Yeast Cell Lysates

  1. Grow cells to 0.7 to 1.0 O.D.(600) (~1-2E7 cells/ml). Use about 2.0 to 4.0 OD of cells per lysate; if your cells are at 1.0 OD per ml, use 2 ml to give you 2.0 OD of cells in your lysate. Use 2.0 ml eppendorf tubes as the flat bottoms make glass bead lysis easier.

  2. Harvest cells by spinning in micro-centrifuge for 2 minutes, decant supernatant.

  3. Add 200 ul of SUMEB buffer + protease inhibitors.

  4. Add 100 ul of 0.5 mm Acid Washed Glass Beads.

  5. Vortex in multivortexer or by hand, 3 X 1 min speed setting 7 on our current machine (VWR multivortexer).

  6. Incubate for 10 min at 65oC or whatever temperature is desired.

  7. Remove the lysate from the beads with a blue pipette tip to a new 1.5 ml eppendorf tube.

  8. Spin 5 minutes to clarify. Remove supernatant to a new 1.5 ml eppendorf tube.

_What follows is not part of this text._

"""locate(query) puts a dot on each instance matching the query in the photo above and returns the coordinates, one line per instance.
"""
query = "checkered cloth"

  9. Use supernatant directly to load gel or dot blot.
Note that protease inhibitors are added from stocks to give 50 fold dilution.
Example: 20 ul of stock per 1 ml buffer.

Use IMMEDIATELY after adding protease inhibitors.


SUMEB BUFFER
(1% SDS, 8 M Urea, 10 mM MOPS, pH 6.8, 10 mM EDTA, 0.01% bromophenol blue)

TO MAKE 100 ml:

  • 1.0 ml 1M MOPS, pH 6.8 stock solution
  • 1.0 g SDS, or 10 ml 10% SDS stock solution
  • 48.05 g Urea
  • 2.0 ml 0.5 M EDTA stock solution
  • 1.0 ml 1% bromophenol blue

This is used for lysing yeast at pH 6.8. For pH 8 lyses, use the variation of SUMEB with Tris buffer known as SUTEB.
Also, bromophenol blue can be left out if dye is not desired, such as using the lysate for immunopreicipations.

50X STOCK Protease Inhibitors (store at -20oC)

PMSF (87 mg/ml)
([500 mM] phenylmethylsulfonyl fluoride)

TO MAKE 30 ml:  Dissolve 2.61 g PMSF in DMSO to equal a final volume of 30 ml.

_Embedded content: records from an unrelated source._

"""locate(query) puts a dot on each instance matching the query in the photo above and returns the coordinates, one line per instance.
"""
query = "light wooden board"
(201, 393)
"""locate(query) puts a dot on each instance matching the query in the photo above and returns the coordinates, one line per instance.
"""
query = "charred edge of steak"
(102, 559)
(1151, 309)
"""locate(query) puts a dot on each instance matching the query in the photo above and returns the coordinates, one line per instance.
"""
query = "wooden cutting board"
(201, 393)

LEUPEPTIN AND PEPSTATIN (5 mg/ml)

TO MAKE 10 ml:  Dissolve 50 mg LEUPEPTIN or PEPSTATIN in DMSO to equal a final volume of 10 ml.

TPCK (5 mg/ml)
(tosylphenylalanine chloromethyl ketone)

TO MAKE 10 ml:  Dissolve 50 mg TPCK in DMSO to equal a final volume of 10 ml.


* Note: The EDTA in the SUME buffer is also a protease inhibitor.